Book A Tour Of Ephesus
Where Is Ephesus Turkey On A Map
Top Tips For Visiting Ephesus
With the list of things to do in Ephesus now all covered, you should know that Ephesus is not a place you can visit in just a few hours. So, let’s check out some top tips to get the most out of this UNESCO-listed site in Turkey.
TIPS FOR VISITING EPHESUS
- Visit outside of the peak season months if you can. Less people make the experience better
- Wear comfortable shoes and avoid flip-flops. Flip-flops are a recipe for a slip and fall! A lot of Ephesus consists of marble pathways that go up and downhill
- Wear a hat and sunscreen during the summer months. There isn’t a lot of shade in Ephesus, and the Turkish summer sun can be unforgiving
- Take your time, make sure to sit down, and have a drink of water every so often. It’s surprising how many people try and motor their way around only to become tired and run out of steam
- Budget appropriately. Ephesus isn’t the cheapest place to visit, but it’s certainly worth it. You will need to pay extra if you want to see the House of The Virgin Mary, so bear this in mind when budgeting
- Make sure you don’t miss the last train or bus back to your accommodation. If you did not arrive on a tour or drive yourself, be sure to leave enough time to walk to your bus or train stop
- Stop for breakfast as you enter Selcuk. There are some fantastic roadside restaurants in town, many of which offer a stunning view of the mountainside and serve a delicious, traditional Turkish breakfast
- Clear out your camera memory card. You’re going to need the space!

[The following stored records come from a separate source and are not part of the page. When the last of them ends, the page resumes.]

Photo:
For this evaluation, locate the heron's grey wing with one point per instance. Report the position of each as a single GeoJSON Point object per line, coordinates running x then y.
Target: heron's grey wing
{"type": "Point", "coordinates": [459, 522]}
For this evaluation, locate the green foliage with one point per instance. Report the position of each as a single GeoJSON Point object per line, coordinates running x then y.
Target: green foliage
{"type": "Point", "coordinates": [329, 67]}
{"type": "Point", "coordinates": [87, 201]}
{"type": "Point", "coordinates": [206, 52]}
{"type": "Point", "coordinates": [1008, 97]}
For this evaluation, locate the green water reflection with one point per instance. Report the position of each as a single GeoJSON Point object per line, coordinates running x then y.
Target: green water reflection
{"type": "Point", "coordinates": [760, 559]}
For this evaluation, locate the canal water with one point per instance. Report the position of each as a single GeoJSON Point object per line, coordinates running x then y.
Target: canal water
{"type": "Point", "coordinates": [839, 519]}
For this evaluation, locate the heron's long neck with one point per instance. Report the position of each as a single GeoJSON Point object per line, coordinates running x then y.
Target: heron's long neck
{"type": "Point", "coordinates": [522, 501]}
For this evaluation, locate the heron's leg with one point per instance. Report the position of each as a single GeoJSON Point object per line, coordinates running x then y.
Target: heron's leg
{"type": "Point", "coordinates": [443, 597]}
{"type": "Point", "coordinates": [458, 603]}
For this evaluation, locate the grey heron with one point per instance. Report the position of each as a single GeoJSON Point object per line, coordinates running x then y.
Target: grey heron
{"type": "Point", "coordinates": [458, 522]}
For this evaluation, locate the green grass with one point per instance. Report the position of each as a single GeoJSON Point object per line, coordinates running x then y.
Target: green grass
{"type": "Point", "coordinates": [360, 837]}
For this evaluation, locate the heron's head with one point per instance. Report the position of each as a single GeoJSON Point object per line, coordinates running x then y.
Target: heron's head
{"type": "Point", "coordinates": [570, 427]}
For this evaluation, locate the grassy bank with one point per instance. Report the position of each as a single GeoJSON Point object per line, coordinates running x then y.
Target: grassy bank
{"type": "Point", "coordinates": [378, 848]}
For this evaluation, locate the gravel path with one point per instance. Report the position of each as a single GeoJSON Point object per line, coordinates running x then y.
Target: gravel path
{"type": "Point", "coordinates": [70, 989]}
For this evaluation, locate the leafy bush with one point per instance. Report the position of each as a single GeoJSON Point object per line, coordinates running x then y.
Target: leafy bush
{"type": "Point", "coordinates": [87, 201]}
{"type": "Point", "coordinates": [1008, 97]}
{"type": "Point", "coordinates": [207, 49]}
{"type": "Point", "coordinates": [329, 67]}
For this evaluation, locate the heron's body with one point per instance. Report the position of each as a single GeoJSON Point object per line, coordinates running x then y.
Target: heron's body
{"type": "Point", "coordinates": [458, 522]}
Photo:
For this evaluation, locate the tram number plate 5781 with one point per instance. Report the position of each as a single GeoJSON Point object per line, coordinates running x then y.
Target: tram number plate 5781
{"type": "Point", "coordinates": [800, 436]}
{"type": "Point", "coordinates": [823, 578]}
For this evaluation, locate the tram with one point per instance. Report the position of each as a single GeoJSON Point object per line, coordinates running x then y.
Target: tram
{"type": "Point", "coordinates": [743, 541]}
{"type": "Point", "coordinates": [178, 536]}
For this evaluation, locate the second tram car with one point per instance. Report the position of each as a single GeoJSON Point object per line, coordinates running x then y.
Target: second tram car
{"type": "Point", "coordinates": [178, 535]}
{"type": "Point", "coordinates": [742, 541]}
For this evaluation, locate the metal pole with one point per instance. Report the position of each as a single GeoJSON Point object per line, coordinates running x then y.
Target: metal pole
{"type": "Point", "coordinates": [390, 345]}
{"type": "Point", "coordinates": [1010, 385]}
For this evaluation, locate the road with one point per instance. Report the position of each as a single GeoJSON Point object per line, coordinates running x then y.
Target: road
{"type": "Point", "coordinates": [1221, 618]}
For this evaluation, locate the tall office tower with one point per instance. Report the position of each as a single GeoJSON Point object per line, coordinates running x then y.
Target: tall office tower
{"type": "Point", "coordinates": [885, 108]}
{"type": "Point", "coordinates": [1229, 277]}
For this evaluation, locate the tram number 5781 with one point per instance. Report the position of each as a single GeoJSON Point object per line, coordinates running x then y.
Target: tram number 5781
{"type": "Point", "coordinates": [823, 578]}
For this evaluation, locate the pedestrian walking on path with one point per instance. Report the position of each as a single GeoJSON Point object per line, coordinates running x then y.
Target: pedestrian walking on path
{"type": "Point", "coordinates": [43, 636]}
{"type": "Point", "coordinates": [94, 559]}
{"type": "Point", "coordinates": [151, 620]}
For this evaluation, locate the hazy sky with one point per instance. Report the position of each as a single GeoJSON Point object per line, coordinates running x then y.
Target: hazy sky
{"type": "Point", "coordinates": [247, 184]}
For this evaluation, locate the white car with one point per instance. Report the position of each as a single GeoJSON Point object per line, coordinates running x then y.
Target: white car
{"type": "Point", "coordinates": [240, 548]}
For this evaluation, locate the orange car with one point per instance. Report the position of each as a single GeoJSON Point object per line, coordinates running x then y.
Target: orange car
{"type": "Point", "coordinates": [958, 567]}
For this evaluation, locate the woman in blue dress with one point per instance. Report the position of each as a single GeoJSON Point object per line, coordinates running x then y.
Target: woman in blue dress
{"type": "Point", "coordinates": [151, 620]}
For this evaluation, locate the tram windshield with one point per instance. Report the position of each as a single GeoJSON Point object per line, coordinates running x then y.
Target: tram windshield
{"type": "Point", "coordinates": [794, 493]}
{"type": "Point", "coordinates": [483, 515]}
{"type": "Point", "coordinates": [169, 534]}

- Arrive early to make the most of the whole day. In summer, the place is scorching, arriving early helps you beat the midday heat
Where To Stay Near Ephesus
Izmir is a large area, and choosing where to stay near Ephesus can be tricky due to the fact that there are thousands of choices. The closest place to stay when visiting Ephesus is Selcuk, that said, if you want to further explore the region of Izmir we might suggest one of these districts instead.
Places Close To Ephesus
When visiting Ephesus, you could easily add in a few other spots. While Ephesus is surrounded by countryside, it’s relatively close to Izmir, Kusadasi, Aydin, and Selcuk.
Selcuk is the closest place to Ephesus, at just one mile away. This is a large town that is quite a tourist, so you can easily find somewhere to stay and plenty of fantastic restaurants to try local food and excellent Turkish breakfasts. While in Selcuk, visit the Grand Fortress of Selcuk, which sits on top of a hill and has amazing views.
The bustling coastal city of Izmir. Izmir is a fantastic, young, vibrant, and hip city with history lurking behind every corner. Located on the Aegean coastline, this bustling coastal city is also super-pretty, with a beautiful blend of old and new. The nightlife is vibrant and varied, the gastronomy is seriously on point, and there is plenty of history to explore simultaneously.
How far from Izmir to Ephesus: It is a little over 80 km (50 miles), which by car takes around an hour.
If you want to kick back and relax, get a tan and enjoy the summer temperatures (although warned, they’re hot), you should head to this tourist resort on the south coast with plenty to see and do. Lapped by the Aegean and Mediterranean, Kusadasi is close to Izmir and ideal for a city and beach break.